Re: Editor advice Needed.

Bernd Kreimeier (Bernd.Kreimeier@NeRo.Uni-Bonn.DE)
Thu, 20 Jun 1996 18:45:45 +0200 (MET DST)

Date: Thu, 20 Jun 1996 18:45:45 +0200 (MET DST)
From: Bernd Kreimeier <Bernd.Kreimeier@NeRo.Uni-Bonn.DE>
Subject: Re: Editor advice Needed.

> From:
> but I Have Looked for this information (Graphics Gems, Book Store)
> and I can not find a working solution.

Not in the Gems?

> The problem is that I can not get the points into a clockwise
> ordering.

I am not sure I understand. Does your algorithm just emit a bunch
of vertices in no particular order? If you just need to determine
whether the polygon is CW or CCW, see
FAQ maintained by Joseph O'Rourke (recommended):

Section 2. 2D Polygon Computations
Subject 2.07: How do I find the orientation of a simple polygon?

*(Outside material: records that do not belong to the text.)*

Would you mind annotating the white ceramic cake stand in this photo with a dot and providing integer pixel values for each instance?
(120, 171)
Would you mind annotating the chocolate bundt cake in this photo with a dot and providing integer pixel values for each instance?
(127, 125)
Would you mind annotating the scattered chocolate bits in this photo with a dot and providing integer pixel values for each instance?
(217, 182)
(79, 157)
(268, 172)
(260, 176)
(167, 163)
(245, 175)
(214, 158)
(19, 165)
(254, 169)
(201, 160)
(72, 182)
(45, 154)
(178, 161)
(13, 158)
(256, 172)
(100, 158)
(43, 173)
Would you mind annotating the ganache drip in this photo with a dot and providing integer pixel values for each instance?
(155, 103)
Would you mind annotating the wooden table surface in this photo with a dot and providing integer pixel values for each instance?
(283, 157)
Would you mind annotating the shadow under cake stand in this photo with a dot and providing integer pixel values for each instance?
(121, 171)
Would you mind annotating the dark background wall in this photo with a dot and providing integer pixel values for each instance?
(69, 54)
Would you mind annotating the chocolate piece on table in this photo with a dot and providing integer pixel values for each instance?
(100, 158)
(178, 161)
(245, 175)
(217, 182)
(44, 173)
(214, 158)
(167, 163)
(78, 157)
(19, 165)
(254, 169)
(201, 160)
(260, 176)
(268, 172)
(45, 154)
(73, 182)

Compute the signed area (Subject 2.01). The orientation is
counter-clockwise if this area is positive.

A slightly faster method is based on the observation that it isn't
necessary to compute the area. One can find the lowest, rightmost
point of the polygon, and then take the cross product of the edges
fore and aft of it. [ ...]Code for this is available at (2K).
Subject 2.01: How do I find the area of a polygon?

The signed area can be computed in linear time by a simple sum.
The key formula is this:

If the coordinates of vertex v_i are x_i and y_i,
twice the area of a polygon is given by

2 A( P ) = sum_{i=0}^{n-1} (x_i y_{i+1} - y_i x_{i+1}).

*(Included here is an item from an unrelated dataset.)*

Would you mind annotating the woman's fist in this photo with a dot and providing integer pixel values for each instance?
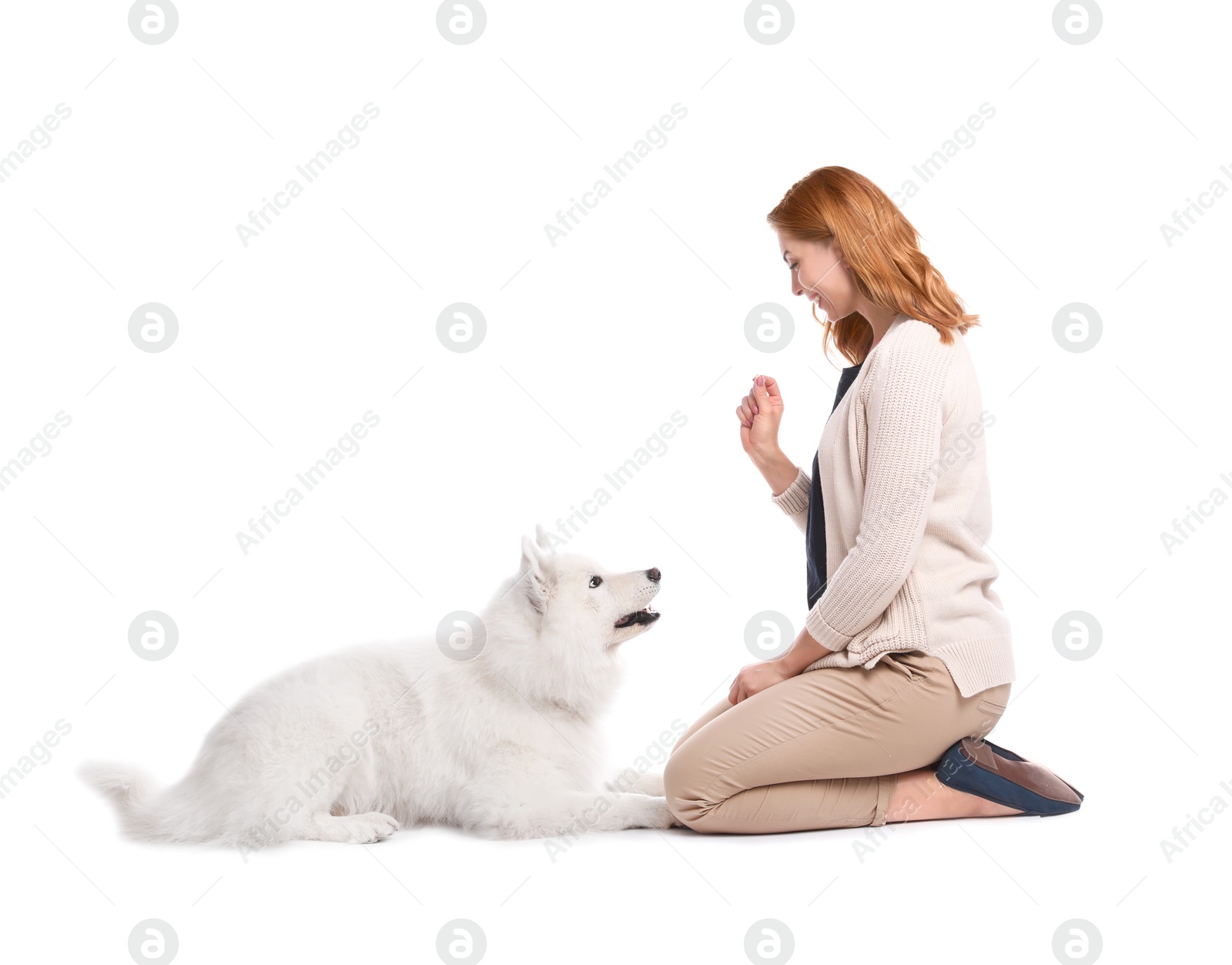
(755, 678)
(761, 413)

Reference: [O' Rourke] pp. 18-27; [Gems I] Rokne, pp. 5-6.

To find the area of a planar polygon not in the x-y plane, use:

2 A(P) = abs(N . (sum_{i=0}^{n-1} (v_i x v_{i+1})))

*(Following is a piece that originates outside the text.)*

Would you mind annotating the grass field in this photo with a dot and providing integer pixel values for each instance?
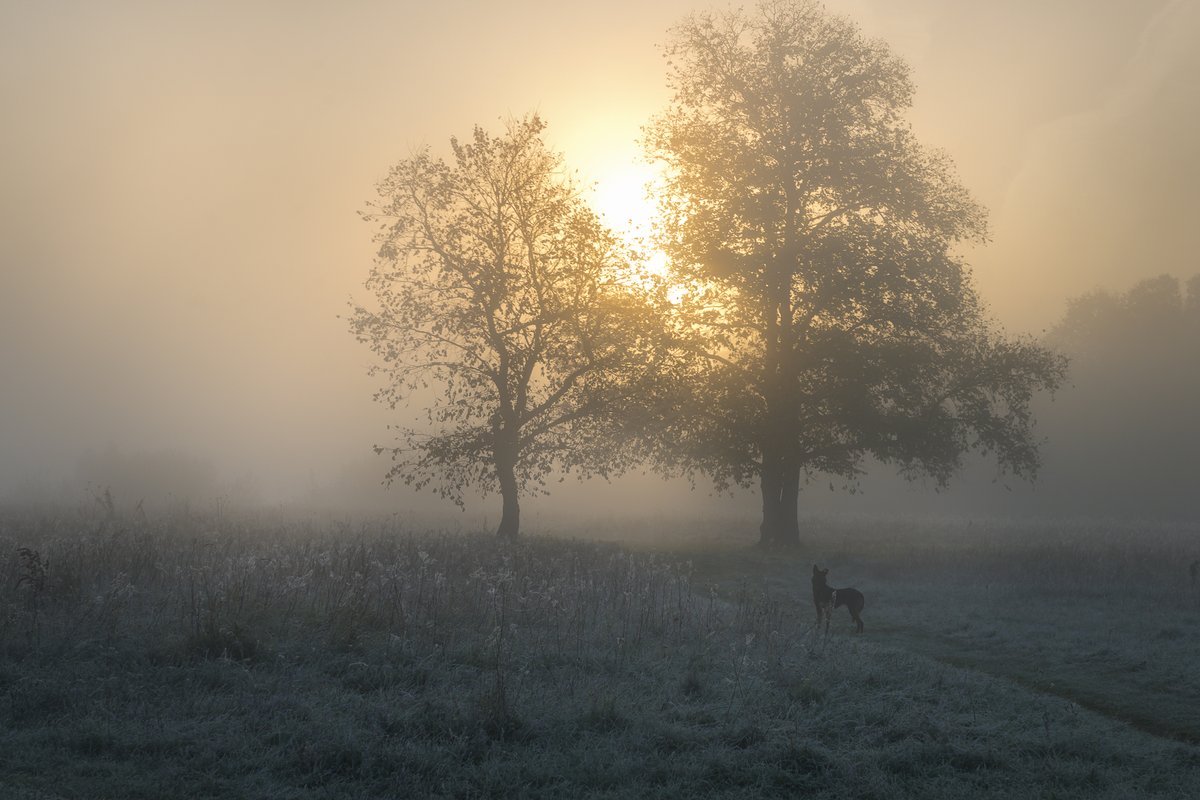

where N is a unit vector normal to the plane. The `.' represents the
dot product operator, the `x' represents the cross product operator,
and abs() is the absolute value function.

[Gems II] pp. 170-171.

Perhaps you will find some valuable hints in the QuakeEd sources, see
SetBrush.h/m, on the Source oberview page at

> Does anyone know a solution that will take into account
> concave polygons?

The algorithms quoted above will. However, there cannot be concave
polygons on a Brush. A Brush is a convex polyhedron, and each facet
has to be a convex polygon by definition. Brush-brush intersection
is a different issue.

hope this helps